Maybe the PTS-2s are doing the heaviest lifting while infantry cross in the Dnipro in small boats and lightweight supplies cross via drone. If the PTS-2s are the Ukrainians’ heaviest bridge-crossing capability, then there are some serious limits on the number and weight of the vehicles the Ukrainians can transport across the Dnipro.

Sure, Ukrainian troops may have squeezed a BTR-4 onto a PTS-2. But there’s no way they’ll get a 40-ton tank onto the amphib. To get tanks across the river, the Ukrainians will need to erect an assault bridge: either a floating pontoon span or a girder bridge.

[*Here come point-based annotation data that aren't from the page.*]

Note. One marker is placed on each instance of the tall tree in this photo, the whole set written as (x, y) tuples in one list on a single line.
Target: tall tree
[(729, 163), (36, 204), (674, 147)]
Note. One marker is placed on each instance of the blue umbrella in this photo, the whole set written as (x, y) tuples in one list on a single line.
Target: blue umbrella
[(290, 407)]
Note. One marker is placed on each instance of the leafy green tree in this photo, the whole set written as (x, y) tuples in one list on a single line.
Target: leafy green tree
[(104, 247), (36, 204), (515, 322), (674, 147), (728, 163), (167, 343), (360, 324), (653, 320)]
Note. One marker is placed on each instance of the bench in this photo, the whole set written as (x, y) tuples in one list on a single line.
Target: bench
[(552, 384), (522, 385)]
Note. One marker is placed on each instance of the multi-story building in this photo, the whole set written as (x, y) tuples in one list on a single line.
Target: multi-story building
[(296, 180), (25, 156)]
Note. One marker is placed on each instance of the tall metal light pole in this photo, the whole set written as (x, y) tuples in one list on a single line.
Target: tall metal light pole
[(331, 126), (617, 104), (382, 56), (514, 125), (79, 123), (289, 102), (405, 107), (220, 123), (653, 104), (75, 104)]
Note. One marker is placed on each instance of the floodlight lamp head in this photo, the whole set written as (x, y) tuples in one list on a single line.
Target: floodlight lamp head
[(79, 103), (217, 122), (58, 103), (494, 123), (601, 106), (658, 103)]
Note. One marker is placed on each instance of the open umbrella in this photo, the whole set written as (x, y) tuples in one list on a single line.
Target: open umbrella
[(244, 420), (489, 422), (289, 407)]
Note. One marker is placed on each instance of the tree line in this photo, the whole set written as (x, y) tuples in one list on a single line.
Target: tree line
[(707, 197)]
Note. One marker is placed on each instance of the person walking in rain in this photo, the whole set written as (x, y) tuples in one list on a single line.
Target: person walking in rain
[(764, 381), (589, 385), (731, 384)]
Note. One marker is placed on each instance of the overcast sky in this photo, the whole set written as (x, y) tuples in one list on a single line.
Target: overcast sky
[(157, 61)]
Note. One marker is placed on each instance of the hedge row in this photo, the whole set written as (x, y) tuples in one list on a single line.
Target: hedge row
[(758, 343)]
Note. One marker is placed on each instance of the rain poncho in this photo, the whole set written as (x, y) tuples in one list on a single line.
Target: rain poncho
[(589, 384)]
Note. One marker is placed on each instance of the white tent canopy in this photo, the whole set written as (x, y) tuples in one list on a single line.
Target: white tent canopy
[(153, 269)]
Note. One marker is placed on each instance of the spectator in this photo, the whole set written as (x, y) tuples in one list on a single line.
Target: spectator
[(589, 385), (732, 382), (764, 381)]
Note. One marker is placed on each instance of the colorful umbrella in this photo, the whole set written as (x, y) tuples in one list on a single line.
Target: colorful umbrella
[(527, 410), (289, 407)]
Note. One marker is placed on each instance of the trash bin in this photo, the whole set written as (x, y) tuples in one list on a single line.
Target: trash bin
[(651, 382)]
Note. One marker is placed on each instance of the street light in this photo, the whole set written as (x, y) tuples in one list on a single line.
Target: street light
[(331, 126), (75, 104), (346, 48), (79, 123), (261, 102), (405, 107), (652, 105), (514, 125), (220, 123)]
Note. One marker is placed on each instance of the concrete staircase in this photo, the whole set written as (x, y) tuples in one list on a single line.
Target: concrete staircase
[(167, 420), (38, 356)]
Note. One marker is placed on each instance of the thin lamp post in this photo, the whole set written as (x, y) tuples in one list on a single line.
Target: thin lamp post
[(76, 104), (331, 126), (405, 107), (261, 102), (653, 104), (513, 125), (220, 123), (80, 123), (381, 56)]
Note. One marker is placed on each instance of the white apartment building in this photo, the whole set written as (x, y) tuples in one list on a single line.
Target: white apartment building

Kyiv anticipated this need, and placed bridging equipment at the top of its wish-list as it approached its foreign allies for aid last spring. The 808th Pontoon Bridge Regiment, the Ukrainian army’s oldest and possibly best bridging unit, can span a 750-foot river in eight minutes with its Soviet-style pontoons.

But where a PTS-2 moves quickly and can hide between crossings, semi-permanent pontoon and girder bridges are difficult to hide and easy to strike with drones, warplanes and artillery. It’s worth noting, however, that the 808th Regiment this summer practiced building its bridges in silence, at night.

So it’s possible the Ukrainians are, or soon could be, building heavy spans across the Dnipro—perhaps starting the crossings at sunset and dispersing people and equipment before sunrise.

If Ukrainian tanks show up on the Dnipro’s left bank, it’s a good sign the 808th has been at work. Backing up the quick trips by the small force of old PTS-2s.